Sports, Politics Don’t Mix


I was rooting for Tennys Sandgren (at left) in his match against South Korea’s Hyeon Chung (at right) in spite of his alleged alt-right political leanings. I imagine you’re surprised. I don’t usually cut alt-right sympathizers any slack.

But sports is about friendly rivalry, not politics.  And Sandgren has had such a tough career that I feel sorry for the guy.

I hope that as he matures and moves in more enlightened circles (he’s from Tennessee), his politics will change for the better.

Sandgren seems already to be having second thoughts. He has wiped his social media slate clean and denies that he is the far-right camp follower the media make him out to be.

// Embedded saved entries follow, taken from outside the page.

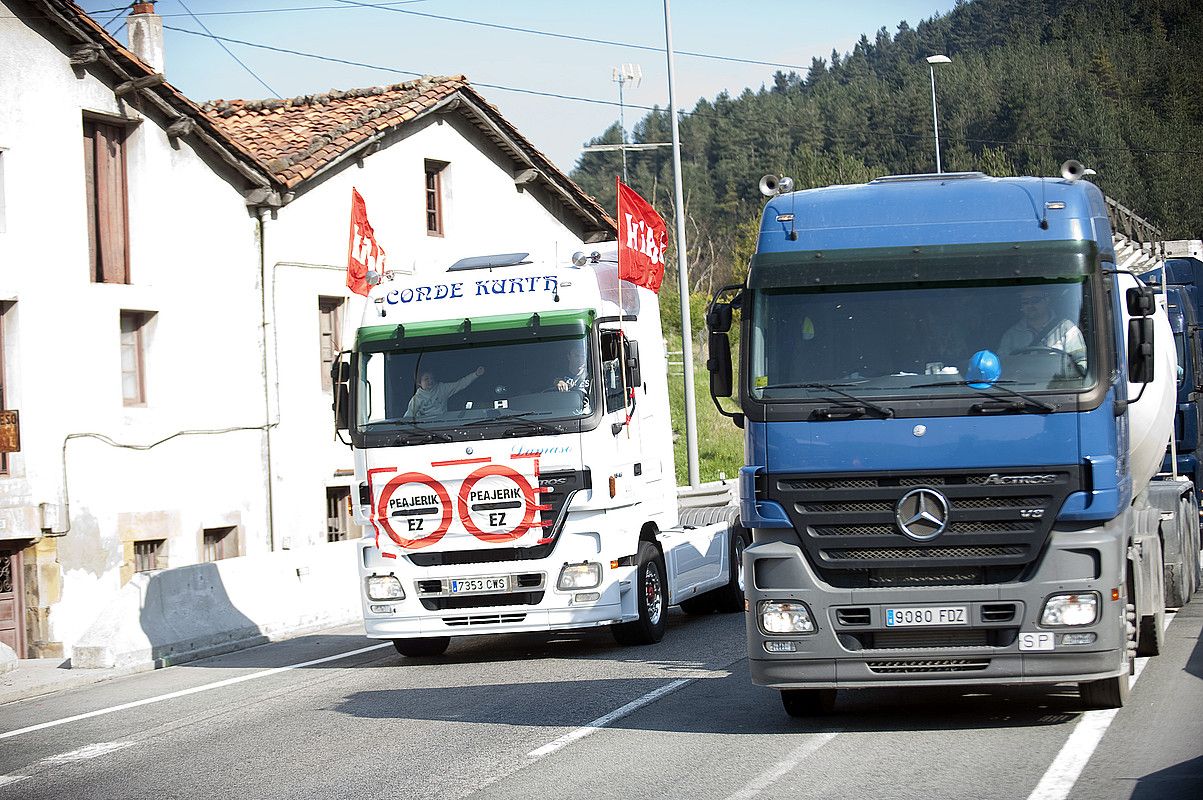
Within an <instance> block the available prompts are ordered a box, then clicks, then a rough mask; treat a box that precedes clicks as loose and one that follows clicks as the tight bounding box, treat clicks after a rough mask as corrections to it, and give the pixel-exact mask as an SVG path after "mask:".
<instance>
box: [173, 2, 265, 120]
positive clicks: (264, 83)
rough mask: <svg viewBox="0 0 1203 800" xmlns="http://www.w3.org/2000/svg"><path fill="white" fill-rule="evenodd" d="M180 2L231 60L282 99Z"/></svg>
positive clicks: (184, 10) (205, 31)
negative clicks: (234, 62) (245, 70)
mask: <svg viewBox="0 0 1203 800" xmlns="http://www.w3.org/2000/svg"><path fill="white" fill-rule="evenodd" d="M178 2H179V5H180V6H182V7H183V8H184V11H186V12H188V14H189V16H190V17H191V18H192V19H194V20H195V22H196V24H197V25H200V26H201V28H203V29H205V32H206V34H208V35H209V37H211V38H213V41H215V42H217V43H218V46H219V47H220V48H221V49H224V51H225V52H226V54H227V55H229V57H230V58H232V59H233V60H235V61H237V63H238V66H241V67H242V69H244V70H247V72H249V73H250V77H253V78H255V79H256V81H259V83H260V85H262V87H263V88H265V89H267V90H268V91H269V93H272V96H273V97H275V99H277V100H279V99H280V95H279V93H278V91H275V89H273V88H271V87H269V85H267V82H266V81H263V79H262V78H261V77H259V76H257V75H255V71H254V70H251V69H250V67H249V66H247V65H245V64H243V61H242V59H239V58H238V57H237V55H235V54H233V52H232V51H231V49H230V48H229V47H226V46H225V42H223V41H221V40H220V38H219V37H217V36H214V35H213V31H211V30H209V29H208V28H206V26H205V23H202V22H201V20H200V19H197V17H196V14H194V13H192V10H191V8H189V7H188V5H186V4H185V2H184V0H178Z"/></svg>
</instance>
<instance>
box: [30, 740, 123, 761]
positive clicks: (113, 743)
mask: <svg viewBox="0 0 1203 800" xmlns="http://www.w3.org/2000/svg"><path fill="white" fill-rule="evenodd" d="M135 743H136V742H97V743H95V745H85V746H83V747H81V748H79V749H73V751H71V752H69V753H59V754H58V755H51V757H49V758H43V759H42V760H40V762H38V763H37V765H38V766H61V765H64V764H75V763H77V762H87V760H90V759H94V758H99V757H101V755H105V754H107V753H115V752H117V751H119V749H125V748H126V747H134V745H135Z"/></svg>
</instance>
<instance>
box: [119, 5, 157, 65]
mask: <svg viewBox="0 0 1203 800" xmlns="http://www.w3.org/2000/svg"><path fill="white" fill-rule="evenodd" d="M126 25H128V26H129V29H130V49H131V51H134V53H135V54H136V55H137V57H138V58H140V59H142V60H143V61H146V64H147V66H149V67H150V69H152V70H154V71H155V72H162V71H164V66H165V59H164V49H162V17H160V16H159V14H156V13H155V12H154V1H153V0H150V1H149V2H135V4H134V10H132V11H130V18H129V19H128V20H126Z"/></svg>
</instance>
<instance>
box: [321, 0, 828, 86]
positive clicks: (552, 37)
mask: <svg viewBox="0 0 1203 800" xmlns="http://www.w3.org/2000/svg"><path fill="white" fill-rule="evenodd" d="M338 1H339V2H342V4H344V5H348V6H361V7H365V8H379V10H380V11H391V12H393V13H398V14H410V16H413V17H426V18H427V19H440V20H443V22H454V23H460V24H461V25H478V26H480V28H492V29H494V30H508V31H511V32H517V34H529V35H532V36H547V37H550V38H567V40H569V41H574V42H585V43H587V45H606V46H609V47H624V48H628V49H635V51H648V52H652V53H664V48H663V47H653V46H651V45H634V43H632V42H617V41H612V40H608V38H594V37H592V36H574V35H571V34H556V32H552V31H547V30H535V29H533V28H518V26H516V25H502V24H498V23H491V22H482V20H480V19H464V18H462V17H446V16H443V14H432V13H427V12H425V11H408V10H405V8H392V7H387V6H385V5H375V4H371V2H360V1H358V0H338ZM674 52H675V53H676V54H677V55H689V57H693V58H704V59H710V60H715V61H731V63H736V64H754V65H758V66H783V67H787V69H790V70H802V71H805V70H808V69H810V67H805V66H799V65H796V64H778V63H776V61H758V60H755V59H746V58H736V57H734V55H713V54H711V53H694V52H691V51H674Z"/></svg>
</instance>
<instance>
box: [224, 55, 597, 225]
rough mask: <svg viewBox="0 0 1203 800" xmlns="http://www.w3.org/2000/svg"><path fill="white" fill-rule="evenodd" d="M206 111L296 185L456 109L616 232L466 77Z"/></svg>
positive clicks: (582, 191) (316, 96)
mask: <svg viewBox="0 0 1203 800" xmlns="http://www.w3.org/2000/svg"><path fill="white" fill-rule="evenodd" d="M201 109H202V111H203V112H205V114H206V115H207V117H208V118H209V119H211V120H212V122H213V123H214V125H215V126H217V128H218V129H219V130H221V131H223V132H224V134H225V136H226V137H227V138H230V140H232V141H236V142H238V143H239V146H241V147H242V148H243V149H245V150H247V152H249V153H251V154H254V156H255V158H256V159H257V160H259V161H260V162H261V164H265V165H266V166H267V168H268V170H269V171H271V172H272V174H273V177H274V178H275V179H277V180H279V182H280V183H282V184H284V186H285V188H286V189H289V190H297V189H301V188H303V184H304V182H306V180H308V179H309V178H310V177H312V176H314V174H316V173H319V172H321V171H322V170H325V168H327V167H331V166H332V165H334V164H336V162H337V161H338V160H339V159H342V158H343V156H345V155H348V153H350V152H352V150H355V149H357V148H360V147H363V146H366V144H367V143H368V142H369V141H374V140H375V137H378V136H379V135H380V134H383V132H385V131H389V130H390V129H395V128H399V126H402V125H405V124H407V123H410V122H411V120H415V119H417V118H420V117H423V115H425V114H428V113H434V112H437V111H446V112H451V111H455V112H456V113H460V114H463V115H464V117H466V118H467V119H468V120H469V122H470V123H472V124H474V125H475V126H476V128H479V129H480V130H481V131H482V132H484V134H485V135H486V136H487V137H488V138H491V140H492V141H493V143H494V144H497V146H498V147H499V148H500V149H502V150H503V152H505V153H506V154H508V155H509V156H510V158H511V159H514V161H515V162H517V164H518V165H520V166H521V167H534V168H535V170H537V171H538V173H539V176H540V177H541V179H543V183H544V185H546V186H547V188H549V189H550V190H551V191H552V194H555V195H556V196H557V197H558V198H559V201H561V202H563V203H565V205H567V206H568V207H569V208H570V209H571V211H573V212H574V213H575V214H576V215H577V218H579V219H581V221H582V223H583V224H585V227H586V229H587V230H588V231H592V232H593V233H605V235H608V236H614V233H615V224H614V220H612V219H611V218H610V215H609V214H608V213H606V212H605V209H604V208H602V206H599V205H598V203H597V201H594V200H593V197H591V196H588V195H586V194H585V192H583V191H582V190H581V188H580V186H579V185H576V183H574V182H573V180H571V179H570V178H569V177H568V176H567V174H564V173H563V172H561V170H559V168H558V167H556V166H555V165H553V164H552V162H551V160H550V159H549V158H547V156H545V155H544V154H543V153H540V152H539V150H538V149H535V148H534V146H532V144H531V142H529V141H527V138H526V137H525V136H522V135H521V134H520V132H518V131H517V129H516V128H514V125H511V124H510V123H509V122H508V120H506V119H505V118H504V117H502V114H500V112H498V111H497V108H494V107H493V106H491V105H490V103H488V102H487V101H486V100H485V99H484V97H482V96H481V95H479V94H478V93H476V91H475V89H473V88H472V84H469V83H468V79H467V78H466V77H464V76H462V75H457V76H449V77H435V76H425V77H421V78H417V79H415V81H408V82H405V83H396V84H393V85H389V87H373V88H368V89H350V90H346V91H337V90H331V91H327V93H325V94H316V95H304V96H301V97H291V99H289V100H214V101H212V102H208V103H205V105H203V106H202V107H201Z"/></svg>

He was the last American left In the Australian Open. The other remaining American standard bearer, Madison Keys, was earlier demolished by Angelique Kerber. And there were no Jamaicans or Canadians to root for.

Puzzlingly, Jamaicans don’t excel at international tennis the way they do at track. And Canada’s stars, including Milos Raonic and Eugenie Bouchard, were ousted early in the tournament.

So I was disappointed when Sandgren got “whupped” by Chung despite some remarkable shots. Both of these underdog contestants deserve the highest praise for their effort in the tournament. And I wish Chung the best. I hope – and expect – he will have a bright future in professional tennis.

It’s a shame such an epic contest was marred by political squabbling. I believe sports and politics should be kept as separate as possible.